No Games terror threat, says Ruddock
There is no evidence of terrorists targeting the Commonwealth Games, according to the latest Federal Government intelligence assessments.
While it is impossible to protect the country's "entire infrastructure", no group or individual has been identified as capable of attacking, or intending to attack the Games, Attorney-General Philip Ruddock said in response to a report suggesting the Games athletes' village was a soft target.
Mr Ruddock made the comments in a letter following a vulnerability assessment report of the athletes' village by a Melbourne lobby group opposed to the village's Royal Park location.
In the report, Dr Barry Clark, security spokesman for the Royal Park Protection Group, said official security plans for the Games village appeared to be seriously deficient in counter-terrorism methods.
There appeared to be none of the counter-measures needed to provide even a modest level of protection for terrorist action starting outside the village, he said.
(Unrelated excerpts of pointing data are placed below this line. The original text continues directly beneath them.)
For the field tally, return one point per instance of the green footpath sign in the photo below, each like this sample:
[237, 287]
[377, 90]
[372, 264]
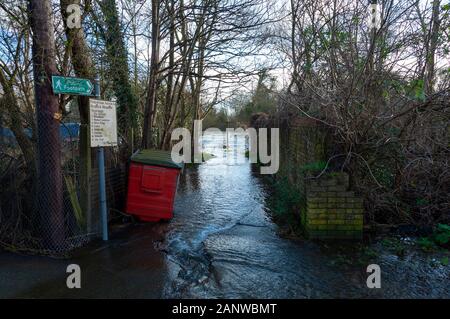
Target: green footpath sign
[73, 86]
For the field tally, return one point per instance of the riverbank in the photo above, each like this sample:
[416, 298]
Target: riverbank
[127, 266]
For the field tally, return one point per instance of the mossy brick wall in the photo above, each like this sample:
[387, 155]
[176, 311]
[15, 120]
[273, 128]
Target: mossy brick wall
[332, 211]
[329, 209]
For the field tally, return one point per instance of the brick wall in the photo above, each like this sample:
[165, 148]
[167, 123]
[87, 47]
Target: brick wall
[332, 211]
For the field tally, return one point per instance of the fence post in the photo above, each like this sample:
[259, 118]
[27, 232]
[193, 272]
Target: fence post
[101, 175]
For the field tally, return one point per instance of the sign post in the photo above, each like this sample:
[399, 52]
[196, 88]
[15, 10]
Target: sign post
[103, 124]
[103, 127]
[72, 86]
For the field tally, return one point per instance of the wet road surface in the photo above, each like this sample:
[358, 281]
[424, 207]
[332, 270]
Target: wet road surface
[221, 244]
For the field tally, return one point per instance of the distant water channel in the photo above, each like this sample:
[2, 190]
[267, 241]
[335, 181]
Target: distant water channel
[223, 244]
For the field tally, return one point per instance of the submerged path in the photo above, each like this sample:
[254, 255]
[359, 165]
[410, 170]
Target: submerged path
[221, 244]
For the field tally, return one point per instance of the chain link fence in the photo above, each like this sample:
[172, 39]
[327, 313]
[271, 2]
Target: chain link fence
[26, 228]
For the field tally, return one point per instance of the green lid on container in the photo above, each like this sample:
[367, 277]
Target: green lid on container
[155, 157]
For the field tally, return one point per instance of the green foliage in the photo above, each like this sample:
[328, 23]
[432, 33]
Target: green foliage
[78, 213]
[440, 237]
[426, 244]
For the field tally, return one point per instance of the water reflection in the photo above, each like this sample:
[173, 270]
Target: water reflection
[222, 244]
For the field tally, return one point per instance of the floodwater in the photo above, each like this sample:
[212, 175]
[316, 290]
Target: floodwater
[223, 244]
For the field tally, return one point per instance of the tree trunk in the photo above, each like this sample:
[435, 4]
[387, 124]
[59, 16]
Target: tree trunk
[150, 106]
[84, 68]
[50, 191]
[120, 71]
[430, 59]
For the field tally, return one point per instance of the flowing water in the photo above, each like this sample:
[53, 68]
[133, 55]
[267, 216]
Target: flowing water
[223, 244]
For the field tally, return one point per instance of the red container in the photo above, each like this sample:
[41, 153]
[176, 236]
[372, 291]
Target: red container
[152, 185]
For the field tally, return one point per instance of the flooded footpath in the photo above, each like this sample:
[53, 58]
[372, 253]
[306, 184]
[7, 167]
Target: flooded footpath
[222, 244]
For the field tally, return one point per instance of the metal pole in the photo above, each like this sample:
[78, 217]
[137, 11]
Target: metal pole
[101, 175]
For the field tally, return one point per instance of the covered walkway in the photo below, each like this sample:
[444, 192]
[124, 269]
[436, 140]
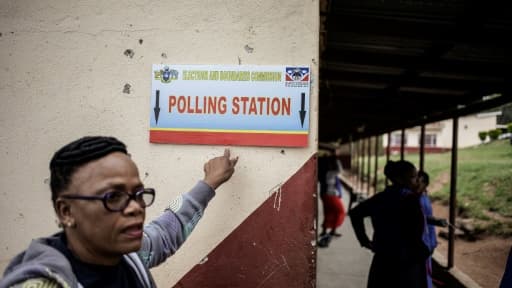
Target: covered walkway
[344, 263]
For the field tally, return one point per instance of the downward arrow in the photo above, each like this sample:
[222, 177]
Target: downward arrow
[157, 106]
[302, 112]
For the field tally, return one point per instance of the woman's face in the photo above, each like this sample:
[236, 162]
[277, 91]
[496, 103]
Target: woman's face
[99, 232]
[411, 180]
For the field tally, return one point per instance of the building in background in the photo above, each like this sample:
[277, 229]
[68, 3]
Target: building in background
[438, 135]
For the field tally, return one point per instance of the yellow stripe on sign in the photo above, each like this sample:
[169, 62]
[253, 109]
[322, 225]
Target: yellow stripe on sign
[231, 131]
[39, 283]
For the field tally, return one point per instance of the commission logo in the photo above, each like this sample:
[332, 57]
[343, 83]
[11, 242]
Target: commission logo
[297, 77]
[166, 75]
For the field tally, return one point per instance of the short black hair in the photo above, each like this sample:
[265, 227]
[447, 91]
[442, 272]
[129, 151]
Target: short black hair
[71, 156]
[424, 175]
[395, 170]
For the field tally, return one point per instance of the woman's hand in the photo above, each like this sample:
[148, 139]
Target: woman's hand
[219, 169]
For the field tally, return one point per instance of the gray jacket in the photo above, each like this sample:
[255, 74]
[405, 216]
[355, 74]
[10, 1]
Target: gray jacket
[41, 263]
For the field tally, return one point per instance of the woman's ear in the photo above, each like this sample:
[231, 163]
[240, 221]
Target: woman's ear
[63, 210]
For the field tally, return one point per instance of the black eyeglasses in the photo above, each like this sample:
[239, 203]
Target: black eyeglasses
[118, 200]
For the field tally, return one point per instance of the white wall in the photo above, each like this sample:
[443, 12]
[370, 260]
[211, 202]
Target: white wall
[62, 73]
[469, 126]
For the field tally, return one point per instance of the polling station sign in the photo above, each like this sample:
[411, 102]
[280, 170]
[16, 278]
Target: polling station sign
[230, 105]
Dr Clark said the London bombings, three months after his report was finalised, should have changed official security assessments of threats to the Games, but a spokeswoman for Mr Ruddock yesterday said that the assessment was unchanged.
"Our advice, post-London, indicates no change to threat levels within Australia," the spokeswoman said. "For there to be any change in the threat level to Australia, agencies would have to be in receipt of information relating to an imminent attack."
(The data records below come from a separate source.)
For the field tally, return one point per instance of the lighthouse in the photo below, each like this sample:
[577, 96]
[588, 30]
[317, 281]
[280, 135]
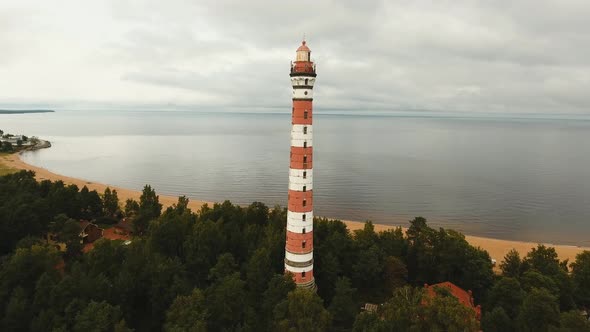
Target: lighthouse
[299, 247]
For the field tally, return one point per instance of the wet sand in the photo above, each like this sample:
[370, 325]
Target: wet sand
[496, 247]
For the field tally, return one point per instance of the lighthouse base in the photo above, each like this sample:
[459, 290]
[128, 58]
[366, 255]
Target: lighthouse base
[308, 285]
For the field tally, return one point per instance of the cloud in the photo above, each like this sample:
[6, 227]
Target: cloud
[516, 56]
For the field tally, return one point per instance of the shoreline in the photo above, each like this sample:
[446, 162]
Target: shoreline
[497, 248]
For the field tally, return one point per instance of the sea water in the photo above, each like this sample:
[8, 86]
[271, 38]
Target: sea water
[522, 177]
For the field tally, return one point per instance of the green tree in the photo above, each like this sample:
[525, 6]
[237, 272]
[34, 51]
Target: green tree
[68, 231]
[581, 278]
[343, 307]
[98, 316]
[90, 204]
[511, 265]
[446, 313]
[18, 314]
[131, 208]
[395, 273]
[543, 259]
[259, 271]
[187, 313]
[497, 321]
[278, 288]
[149, 209]
[226, 266]
[110, 203]
[573, 321]
[302, 311]
[506, 294]
[226, 300]
[539, 311]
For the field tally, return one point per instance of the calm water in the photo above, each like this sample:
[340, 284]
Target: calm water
[512, 178]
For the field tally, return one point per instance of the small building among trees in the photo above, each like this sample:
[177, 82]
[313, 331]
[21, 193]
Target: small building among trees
[89, 232]
[464, 297]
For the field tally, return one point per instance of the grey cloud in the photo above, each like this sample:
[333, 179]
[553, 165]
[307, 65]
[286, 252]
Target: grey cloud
[513, 56]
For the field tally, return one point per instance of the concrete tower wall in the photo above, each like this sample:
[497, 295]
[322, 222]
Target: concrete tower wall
[299, 243]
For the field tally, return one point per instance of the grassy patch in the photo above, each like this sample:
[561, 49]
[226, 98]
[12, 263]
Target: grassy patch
[4, 169]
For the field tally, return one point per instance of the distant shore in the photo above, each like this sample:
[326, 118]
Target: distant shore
[497, 248]
[25, 111]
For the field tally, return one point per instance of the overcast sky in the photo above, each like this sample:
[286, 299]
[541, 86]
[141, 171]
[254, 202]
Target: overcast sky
[494, 56]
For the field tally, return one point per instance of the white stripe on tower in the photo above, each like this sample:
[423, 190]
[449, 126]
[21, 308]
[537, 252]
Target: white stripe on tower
[299, 246]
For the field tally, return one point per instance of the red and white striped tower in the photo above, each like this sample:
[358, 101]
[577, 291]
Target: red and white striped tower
[299, 248]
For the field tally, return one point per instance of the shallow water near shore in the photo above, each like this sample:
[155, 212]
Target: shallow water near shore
[510, 177]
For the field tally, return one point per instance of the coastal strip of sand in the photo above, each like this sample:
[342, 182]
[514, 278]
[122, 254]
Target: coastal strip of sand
[496, 248]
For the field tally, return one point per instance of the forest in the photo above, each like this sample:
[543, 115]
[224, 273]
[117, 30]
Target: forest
[221, 269]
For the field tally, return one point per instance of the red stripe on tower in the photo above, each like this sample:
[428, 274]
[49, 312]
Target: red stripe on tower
[299, 246]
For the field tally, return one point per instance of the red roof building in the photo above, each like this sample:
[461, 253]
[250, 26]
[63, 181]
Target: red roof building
[464, 297]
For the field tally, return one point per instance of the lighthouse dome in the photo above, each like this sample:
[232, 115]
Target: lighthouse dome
[303, 47]
[303, 52]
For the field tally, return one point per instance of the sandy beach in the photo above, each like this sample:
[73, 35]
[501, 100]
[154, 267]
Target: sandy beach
[496, 247]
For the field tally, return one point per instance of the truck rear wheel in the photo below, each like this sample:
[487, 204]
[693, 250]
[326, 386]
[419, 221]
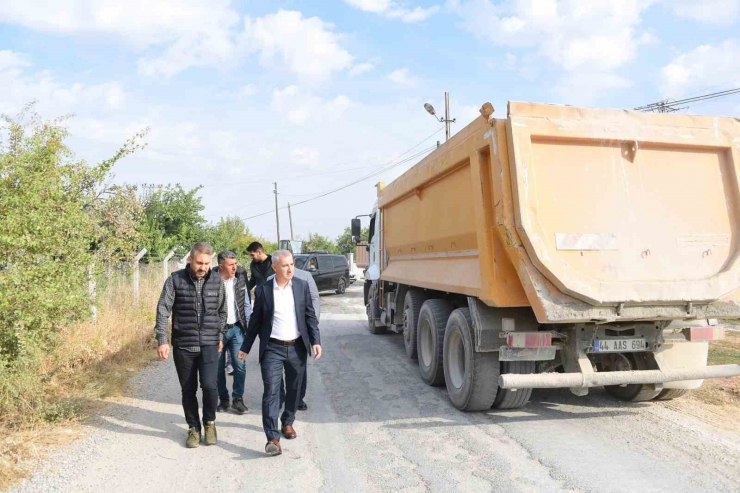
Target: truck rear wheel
[668, 394]
[430, 339]
[371, 309]
[471, 378]
[514, 399]
[411, 308]
[632, 392]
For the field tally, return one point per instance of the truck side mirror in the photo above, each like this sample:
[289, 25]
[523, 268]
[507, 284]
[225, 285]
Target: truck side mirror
[356, 229]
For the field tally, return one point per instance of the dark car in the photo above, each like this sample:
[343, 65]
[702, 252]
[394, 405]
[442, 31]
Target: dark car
[330, 271]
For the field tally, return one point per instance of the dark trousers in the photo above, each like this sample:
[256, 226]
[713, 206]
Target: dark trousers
[275, 360]
[301, 399]
[190, 368]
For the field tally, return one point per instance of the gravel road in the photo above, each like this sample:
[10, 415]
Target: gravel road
[373, 425]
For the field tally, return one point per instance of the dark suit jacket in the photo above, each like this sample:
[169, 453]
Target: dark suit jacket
[260, 324]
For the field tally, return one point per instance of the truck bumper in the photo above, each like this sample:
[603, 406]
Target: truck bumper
[580, 380]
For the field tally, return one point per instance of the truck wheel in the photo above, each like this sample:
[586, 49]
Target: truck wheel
[411, 308]
[632, 392]
[430, 339]
[668, 394]
[471, 378]
[513, 399]
[341, 285]
[370, 308]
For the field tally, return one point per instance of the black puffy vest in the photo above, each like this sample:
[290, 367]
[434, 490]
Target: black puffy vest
[195, 321]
In his report, Dr Clark, a former defence scientist, canvassed terrorist actions that could be launched against the Royal Park village. These included car bombings, hijacking fuel tankers, attacking gas and water supplies, firing mortars from adjacent streets and using the CityLink tollway or light aircraft for launching explosives or biological agents.
Mr Ruddock said the report provided a good synopsis of what terrorist attacks could do to the village, but the same tactics could be applied anywhere.